Discovery of multiple ring-like gaps in a protoplanetary disk
The Strategic Exploration of Exoplanets and Disks (SEEDS) team of astronomers, led by the National Astronomical Observatory of Japan (NAOJ), has found a close-in ring-like gap in the protoplanetary disk of gas and dust around the nearby sun-like young star, TW Hydrae (TW Hya). New Subaru Telescope images of the gap, including an earlier ring-like gap found by Hubble Space Telescope, suggest that ongoing planet formation is occurring in the disk, and provides a good picture of how the early formation of our own solar system might have looked.

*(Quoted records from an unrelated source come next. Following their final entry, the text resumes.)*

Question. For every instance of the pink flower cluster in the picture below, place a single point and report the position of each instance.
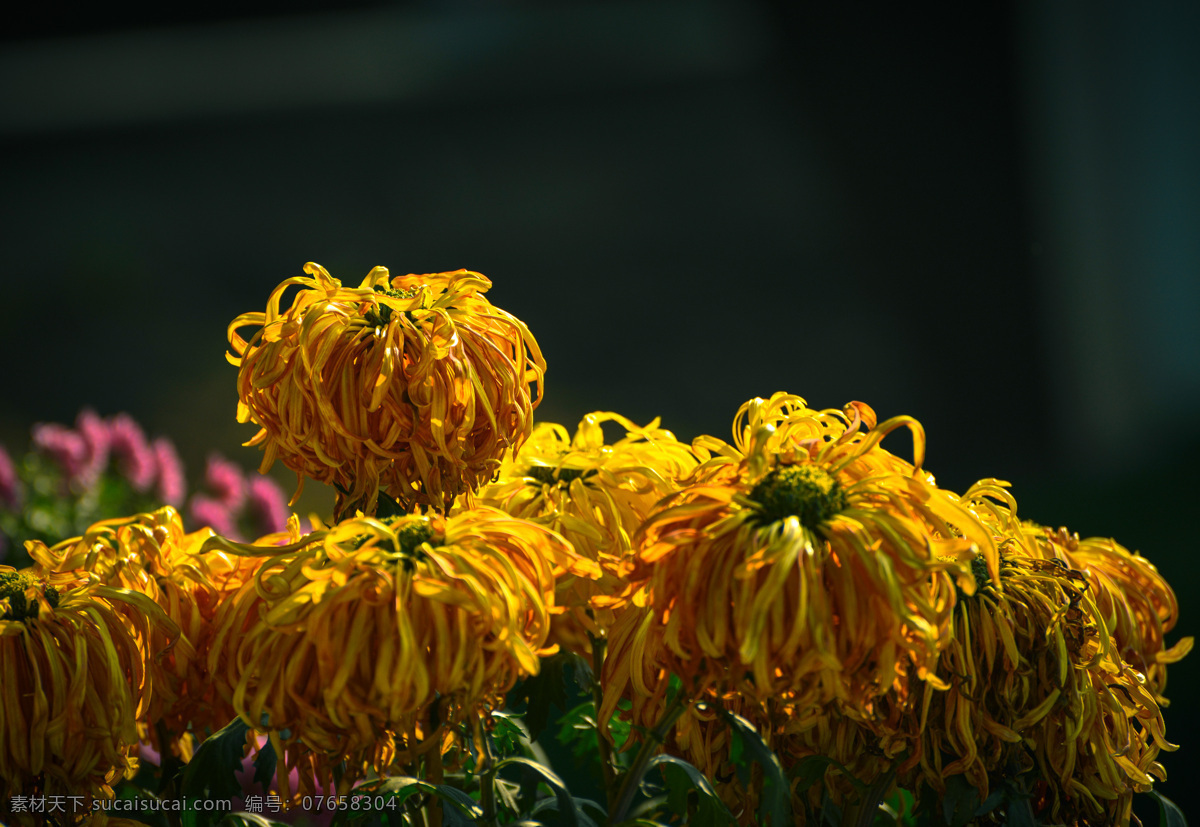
(154, 468)
(10, 484)
(231, 495)
(83, 454)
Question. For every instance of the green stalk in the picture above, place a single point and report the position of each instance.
(599, 646)
(863, 813)
(633, 778)
(486, 769)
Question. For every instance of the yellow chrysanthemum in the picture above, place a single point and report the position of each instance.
(153, 555)
(1036, 687)
(1137, 605)
(803, 559)
(361, 642)
(415, 384)
(75, 661)
(597, 496)
(793, 730)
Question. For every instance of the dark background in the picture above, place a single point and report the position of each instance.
(987, 220)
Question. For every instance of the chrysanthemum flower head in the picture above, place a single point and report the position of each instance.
(1135, 603)
(1038, 694)
(597, 495)
(415, 384)
(361, 642)
(75, 658)
(804, 558)
(151, 555)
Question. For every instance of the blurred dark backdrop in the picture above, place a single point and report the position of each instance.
(987, 219)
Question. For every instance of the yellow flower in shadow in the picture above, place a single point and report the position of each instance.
(1037, 691)
(153, 555)
(75, 655)
(804, 559)
(369, 641)
(597, 495)
(414, 384)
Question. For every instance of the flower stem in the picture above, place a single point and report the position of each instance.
(485, 766)
(633, 777)
(599, 646)
(433, 775)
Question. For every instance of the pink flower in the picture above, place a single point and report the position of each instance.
(226, 481)
(136, 461)
(211, 513)
(96, 438)
(172, 485)
(65, 447)
(10, 484)
(268, 505)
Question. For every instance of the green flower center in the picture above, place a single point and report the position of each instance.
(381, 316)
(412, 537)
(13, 586)
(804, 491)
(552, 474)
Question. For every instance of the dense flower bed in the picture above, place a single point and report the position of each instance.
(793, 627)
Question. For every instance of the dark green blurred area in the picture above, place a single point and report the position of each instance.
(985, 219)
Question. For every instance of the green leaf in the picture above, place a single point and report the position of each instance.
(960, 802)
(1169, 813)
(552, 688)
(210, 773)
(811, 769)
(901, 805)
(775, 808)
(675, 685)
(621, 729)
(681, 778)
(264, 766)
(507, 735)
(463, 809)
(567, 805)
(247, 820)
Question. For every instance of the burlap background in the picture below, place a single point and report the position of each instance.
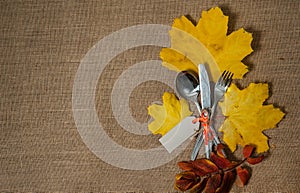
(42, 44)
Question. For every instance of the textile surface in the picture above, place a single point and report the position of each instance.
(42, 46)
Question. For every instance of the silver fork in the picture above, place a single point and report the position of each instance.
(220, 88)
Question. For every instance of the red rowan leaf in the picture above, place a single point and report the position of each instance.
(220, 150)
(183, 184)
(199, 187)
(248, 150)
(255, 160)
(185, 165)
(227, 182)
(243, 176)
(213, 183)
(221, 162)
(185, 180)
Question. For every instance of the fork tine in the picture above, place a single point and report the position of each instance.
(221, 77)
(224, 77)
(229, 79)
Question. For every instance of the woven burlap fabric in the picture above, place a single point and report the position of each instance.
(42, 45)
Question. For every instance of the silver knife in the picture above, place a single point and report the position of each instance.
(205, 103)
(204, 87)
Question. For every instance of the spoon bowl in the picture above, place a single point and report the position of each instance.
(187, 86)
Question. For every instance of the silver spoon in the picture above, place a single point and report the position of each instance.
(186, 86)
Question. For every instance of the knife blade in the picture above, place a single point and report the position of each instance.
(204, 87)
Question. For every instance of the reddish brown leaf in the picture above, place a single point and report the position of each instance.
(220, 150)
(183, 184)
(185, 180)
(227, 182)
(186, 175)
(255, 160)
(221, 162)
(199, 187)
(213, 183)
(248, 150)
(243, 176)
(186, 165)
(203, 167)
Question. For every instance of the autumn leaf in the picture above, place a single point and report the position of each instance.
(207, 42)
(243, 176)
(168, 115)
(216, 174)
(247, 117)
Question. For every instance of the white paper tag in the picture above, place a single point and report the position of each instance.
(179, 134)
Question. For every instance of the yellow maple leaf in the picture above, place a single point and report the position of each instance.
(168, 115)
(247, 117)
(207, 43)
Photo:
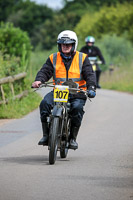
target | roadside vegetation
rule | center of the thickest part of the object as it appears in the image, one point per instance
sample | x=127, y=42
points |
x=28, y=34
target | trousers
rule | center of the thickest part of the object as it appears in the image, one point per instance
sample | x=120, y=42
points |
x=76, y=109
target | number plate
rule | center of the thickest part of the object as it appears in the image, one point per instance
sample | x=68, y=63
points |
x=61, y=93
x=94, y=67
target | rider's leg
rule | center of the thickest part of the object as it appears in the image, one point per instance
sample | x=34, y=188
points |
x=45, y=109
x=77, y=113
x=98, y=73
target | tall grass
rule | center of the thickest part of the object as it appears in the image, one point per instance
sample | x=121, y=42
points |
x=18, y=108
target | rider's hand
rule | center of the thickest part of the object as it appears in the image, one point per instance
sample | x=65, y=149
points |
x=91, y=92
x=36, y=84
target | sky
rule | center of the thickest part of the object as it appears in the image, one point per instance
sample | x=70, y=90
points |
x=54, y=4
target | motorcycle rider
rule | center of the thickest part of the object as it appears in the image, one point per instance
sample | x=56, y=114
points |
x=93, y=51
x=66, y=64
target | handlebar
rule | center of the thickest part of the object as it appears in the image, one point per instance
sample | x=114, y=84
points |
x=70, y=89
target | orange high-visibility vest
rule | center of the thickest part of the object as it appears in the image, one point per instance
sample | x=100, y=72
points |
x=74, y=71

TW Hya is about 7 to 10 million years old and has about half the mass of the Sun. It is located 180 light-years away in the constellation Hydra, making it the closest T Tauri star to the Sun. This proximity makes TW Hya a particularly accommodating target for high-resolution studies at several wavelength ranges. In near-infrared observations by the Hubble Space Telescope (HST) in 2013, a ring-like gap structure was discovered at 80 astronomical units (AU) from the central star (Fig. 1 left).
The newly discovered gap lies only 20 AU from the star in a region that has only recently been observed. The spectral energy distribution (information about the geometrical structure of the innermost part of the disk which is unobservable due to its closeness to the central star) between observed optical and mid-infrared wavelengths suggests that a thin disk with the diameter of 4 AU exists closest to the star, but it has not yet been imaged.
The SEEDS project team observed the small dust component (0.1 – 1 micron size) of the disk around TW Hya in H-band (1.6 μm), which allowed them to find the gap structure at a distance of 20 AU from the central star (Fig. 1 right). In our solar system, this would correspond to a gap lying at about the orbit of the planet Uranus (which lies at 19.19 AU). The new image from Subaru Telescope also includes the gap structure first imaged by HST.
Such ring-like gaps provide strong observational evidence to support the presence of planets around other stars. Their presence in the disk around TW Hya suggests multiple planetesimals building blocks are forming from materials in the dusk disk at different distances from the central star. Eventually, they will combine to form fully grown planets.
TW Hya as an early solar system analog
Since the first extrasolar planet was discovered around the sun-like star 51 Pegasi in 1995, more than 5,000 exoplanet candidates have been found (as of April 2015). As stars with multiple planets make up a large number of these discoveries, many astronomers think that planetary systems like our solar system exist in the universe. This makes their formation a topic of interest.
As TW Hya is a young star, it may still be in the middle of the planetary formation process, giving astronomers a look at what our own solar system looked like some 4.5 billion years ago. Theoretical simulations have long predicted a ring-like gap structure opened by a protoplanet, so the discovery of multiple gaps at TW Hya marks an important step toward understanding the mystery of planetary system formation (Figure 2).
As part of the observation of TW Hya with Subaru Telescope, the team found a distribution of dust at 0.1 – 1 micron size on the disk surface. Since dust grain growth is important in planetary formation processes, it is necessary to understand the distribution of large-size (millimeter or larger) dust grains in a disk's interior. Radio interferometry observations using the Atacama Large Millimeter Array (ALMA) have successfully detect multiple ring-like gaps around another young star, HL Tauri, which is younger than TW Hya. That observation provided the distribution of large-size dust grains in the disk around that star (Note 3). The SEEDS group plans millimeter and sub-millimeter radio observations that are capable of tracing large-size dust grains in the interior of the disk around TW Hya. In addition, radio observations can detect gas that is main component of gas-giant planets similar to Jupiter, as well as atmospheres enveloping rocky planets. The combination of Subaru Telescope and ALMA observations will reveal the 3-dimensional structures of protoplanetary disks and help guide our understanding of planetary formation mechanisms. Farther in the future, the ALMA and next-generation Thirty Meter Telescope (TMT) will provide convincing information about the origin of gaps in protoplanetary disks and shed new light on planet formation.